Poetry reading featuring poets Mark DeFoe, Grace Cavalieri, Sarah Browning and Hilary Tham reading from their and Whitman’s work.

April 7
Chapters, 445 11th St., NW
7 p.m.
Poetry reading featuring poets David Bergman, Myra Sklarew and Rosemary Winslow reading from their and Whitman’s work.

April 14 & 15
Fords Theater, 511 10th St., NW
9:15 a.m. - 4:15 p.m.
Dramatic readings of Whitman’s poem “O Captain, My Captain!” along with the story of Lincoln’s assassination.

April 16
Friends Meeting of Washington, 2111 Florida Ave., NW
10 a.m.
A meditation session based on Whitman’s own meditation practices. Limited to 20 people.

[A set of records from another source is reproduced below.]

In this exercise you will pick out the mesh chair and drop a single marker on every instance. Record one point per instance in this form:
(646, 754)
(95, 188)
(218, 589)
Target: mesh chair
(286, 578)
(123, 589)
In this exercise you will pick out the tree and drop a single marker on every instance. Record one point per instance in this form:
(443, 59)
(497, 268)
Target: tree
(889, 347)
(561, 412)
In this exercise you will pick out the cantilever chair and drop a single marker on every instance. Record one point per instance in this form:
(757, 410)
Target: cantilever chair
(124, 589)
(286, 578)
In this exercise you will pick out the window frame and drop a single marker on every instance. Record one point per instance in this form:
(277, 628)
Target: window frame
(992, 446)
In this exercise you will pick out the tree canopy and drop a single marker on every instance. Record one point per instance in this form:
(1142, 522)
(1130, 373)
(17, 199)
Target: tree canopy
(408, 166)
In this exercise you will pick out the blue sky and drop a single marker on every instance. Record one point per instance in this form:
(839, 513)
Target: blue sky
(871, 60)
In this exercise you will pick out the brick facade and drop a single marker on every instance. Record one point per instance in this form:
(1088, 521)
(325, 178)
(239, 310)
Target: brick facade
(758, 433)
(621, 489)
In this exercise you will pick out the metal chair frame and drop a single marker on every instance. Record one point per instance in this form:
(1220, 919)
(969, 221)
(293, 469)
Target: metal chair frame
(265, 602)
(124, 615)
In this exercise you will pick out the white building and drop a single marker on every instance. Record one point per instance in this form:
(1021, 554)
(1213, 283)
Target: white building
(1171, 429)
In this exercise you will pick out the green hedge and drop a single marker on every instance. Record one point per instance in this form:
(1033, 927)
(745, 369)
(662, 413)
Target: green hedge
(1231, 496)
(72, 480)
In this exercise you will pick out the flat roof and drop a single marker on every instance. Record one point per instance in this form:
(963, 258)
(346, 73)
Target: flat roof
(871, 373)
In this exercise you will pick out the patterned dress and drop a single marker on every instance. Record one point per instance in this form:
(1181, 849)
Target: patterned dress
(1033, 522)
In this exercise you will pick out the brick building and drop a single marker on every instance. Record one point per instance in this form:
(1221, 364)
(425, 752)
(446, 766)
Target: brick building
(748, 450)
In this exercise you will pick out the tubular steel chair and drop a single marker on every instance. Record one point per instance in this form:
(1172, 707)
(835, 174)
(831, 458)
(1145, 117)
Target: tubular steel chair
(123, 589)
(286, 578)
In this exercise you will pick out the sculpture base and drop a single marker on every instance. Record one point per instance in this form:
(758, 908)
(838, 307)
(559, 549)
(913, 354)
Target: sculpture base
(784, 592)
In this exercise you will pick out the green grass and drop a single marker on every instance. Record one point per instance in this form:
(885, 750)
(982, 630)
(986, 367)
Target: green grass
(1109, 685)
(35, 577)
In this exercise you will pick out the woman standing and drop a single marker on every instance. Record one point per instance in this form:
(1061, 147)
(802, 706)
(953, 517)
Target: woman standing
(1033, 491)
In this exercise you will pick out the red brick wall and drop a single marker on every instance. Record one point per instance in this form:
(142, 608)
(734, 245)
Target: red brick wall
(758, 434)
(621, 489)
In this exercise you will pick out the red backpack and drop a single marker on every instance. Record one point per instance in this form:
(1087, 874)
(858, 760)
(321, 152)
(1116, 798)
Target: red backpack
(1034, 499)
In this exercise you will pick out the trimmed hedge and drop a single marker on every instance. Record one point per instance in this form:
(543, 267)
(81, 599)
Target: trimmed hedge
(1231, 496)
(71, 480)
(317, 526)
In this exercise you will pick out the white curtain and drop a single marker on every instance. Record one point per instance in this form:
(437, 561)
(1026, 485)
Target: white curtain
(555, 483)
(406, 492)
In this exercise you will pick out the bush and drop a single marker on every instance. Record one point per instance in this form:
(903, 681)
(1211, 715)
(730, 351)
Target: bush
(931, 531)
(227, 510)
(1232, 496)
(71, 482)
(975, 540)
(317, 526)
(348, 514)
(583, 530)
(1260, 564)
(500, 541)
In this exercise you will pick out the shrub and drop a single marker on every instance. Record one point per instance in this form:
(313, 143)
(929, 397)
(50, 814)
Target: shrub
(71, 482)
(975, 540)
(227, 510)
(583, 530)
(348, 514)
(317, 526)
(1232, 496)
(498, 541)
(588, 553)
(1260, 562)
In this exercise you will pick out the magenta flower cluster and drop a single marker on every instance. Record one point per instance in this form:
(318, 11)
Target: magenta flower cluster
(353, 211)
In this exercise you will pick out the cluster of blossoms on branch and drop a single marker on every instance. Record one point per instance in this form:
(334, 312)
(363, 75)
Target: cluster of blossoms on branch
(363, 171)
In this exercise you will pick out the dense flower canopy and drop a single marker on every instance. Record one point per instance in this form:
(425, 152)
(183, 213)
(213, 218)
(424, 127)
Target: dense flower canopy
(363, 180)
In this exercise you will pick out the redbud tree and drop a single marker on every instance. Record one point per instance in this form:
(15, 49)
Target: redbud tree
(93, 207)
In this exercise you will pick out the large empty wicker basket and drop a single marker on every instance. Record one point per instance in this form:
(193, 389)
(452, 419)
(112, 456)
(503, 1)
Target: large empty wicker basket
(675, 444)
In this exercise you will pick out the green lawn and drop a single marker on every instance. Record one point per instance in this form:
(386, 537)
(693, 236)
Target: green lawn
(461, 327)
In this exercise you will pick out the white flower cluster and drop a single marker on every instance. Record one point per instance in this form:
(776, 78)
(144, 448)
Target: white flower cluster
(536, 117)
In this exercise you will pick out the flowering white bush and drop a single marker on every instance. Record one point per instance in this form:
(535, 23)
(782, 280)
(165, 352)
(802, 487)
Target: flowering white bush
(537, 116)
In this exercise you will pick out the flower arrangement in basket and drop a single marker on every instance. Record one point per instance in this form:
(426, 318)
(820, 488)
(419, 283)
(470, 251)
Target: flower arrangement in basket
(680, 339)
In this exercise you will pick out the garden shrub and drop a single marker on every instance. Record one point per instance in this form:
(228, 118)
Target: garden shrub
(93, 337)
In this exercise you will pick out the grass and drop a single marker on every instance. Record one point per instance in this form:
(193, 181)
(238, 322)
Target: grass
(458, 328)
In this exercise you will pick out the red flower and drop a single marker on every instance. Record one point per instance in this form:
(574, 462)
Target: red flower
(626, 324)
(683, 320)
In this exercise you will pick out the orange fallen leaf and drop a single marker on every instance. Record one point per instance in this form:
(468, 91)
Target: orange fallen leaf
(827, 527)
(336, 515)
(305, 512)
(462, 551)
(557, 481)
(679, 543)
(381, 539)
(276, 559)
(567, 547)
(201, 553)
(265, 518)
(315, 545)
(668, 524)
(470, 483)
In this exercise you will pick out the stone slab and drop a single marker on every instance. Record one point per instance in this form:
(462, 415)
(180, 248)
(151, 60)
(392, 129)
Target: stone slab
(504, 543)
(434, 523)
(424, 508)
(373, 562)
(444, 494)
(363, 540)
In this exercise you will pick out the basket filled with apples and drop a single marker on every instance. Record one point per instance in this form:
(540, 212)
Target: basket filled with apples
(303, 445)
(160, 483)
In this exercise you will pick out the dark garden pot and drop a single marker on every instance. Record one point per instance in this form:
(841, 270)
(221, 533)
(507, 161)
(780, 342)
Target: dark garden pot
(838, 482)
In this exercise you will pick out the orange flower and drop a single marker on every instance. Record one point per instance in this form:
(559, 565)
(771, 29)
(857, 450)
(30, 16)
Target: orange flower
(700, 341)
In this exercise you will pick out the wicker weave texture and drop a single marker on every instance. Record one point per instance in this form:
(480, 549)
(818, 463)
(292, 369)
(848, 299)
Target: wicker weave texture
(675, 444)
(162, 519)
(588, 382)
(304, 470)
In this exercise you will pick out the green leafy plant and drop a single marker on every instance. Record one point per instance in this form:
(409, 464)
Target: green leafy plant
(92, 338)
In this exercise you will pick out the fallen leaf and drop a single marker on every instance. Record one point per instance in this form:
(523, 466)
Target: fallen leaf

RSVP to

April 16
George Washington University’s Marvin Center, 800 21st St., NW
Noon - 5 p.m.
A marathon reading of the 1855 edition of Leaves of Grass by area poets, scholars, actors and politicians.

April 17
7th and F Streets, NW
10 a.m.
A walking tour featuring the sites where Whitman lived and worked while living in D.C. led by Martin Murray and Craig Howell.

April 20
Catholic University’s Hannan Hall, 620 Michigan Ave., NE
4:30 p.m.
Poetry reading by David Bottoms, winner of the Walt Whitman Award from the Academy of American Poets, and Patricia Gray, Saundra Rose Maley, Judith McCombs, Kim Roberts and Richard Sharp.

April 23
Martin Luther King, Jr. Memorial Public Library, 901 G St., NW
12:30 p.m.
Sherwood Smith reads selections of Whitman’s work and talks about his connection to D.C.

May 4
Brookland Visitor’s Center, 3450 9th St., NE
7 p.m.
The Brookland Poetry Series looks at Whitman’s work and the poets that he influences, especially the Beat poets. Hosted by Michael Gushue and gay spirituality and civil rights advocate Dan Vera.

May 7
Congressional Cemetery, 1801 E St., NW
10:30 a.m.
A tour of the historic cemetery which includes the grave of Whitman’s partner Peter Doyle and many of the Civil War soldiers he befriended. Led by Martin Murray and Steven Carson.

May 16
Folger Shakespeare Library, 201 E. Capital St., SE
7:30 p.m.
Gay poet Mark Doty and Anne Waldman celebrate Whitman’s birthday with this reading of their and his work. $10.

May 25
Arts Club of Washington, 2017 I St., NW
12:30 p.m.
Luncheon and poetry reading featuring David McAleavey, Clarinda Harriss, Linda Joy Burke and Robert L. Giron read from their own and Whitman’s work. $15.

May 31
Library of Congress Madison Building, 101 Independence Ave., SE
Whitman birthday celebration featuring Robert Aubry Davis reading from Leaves of Grass.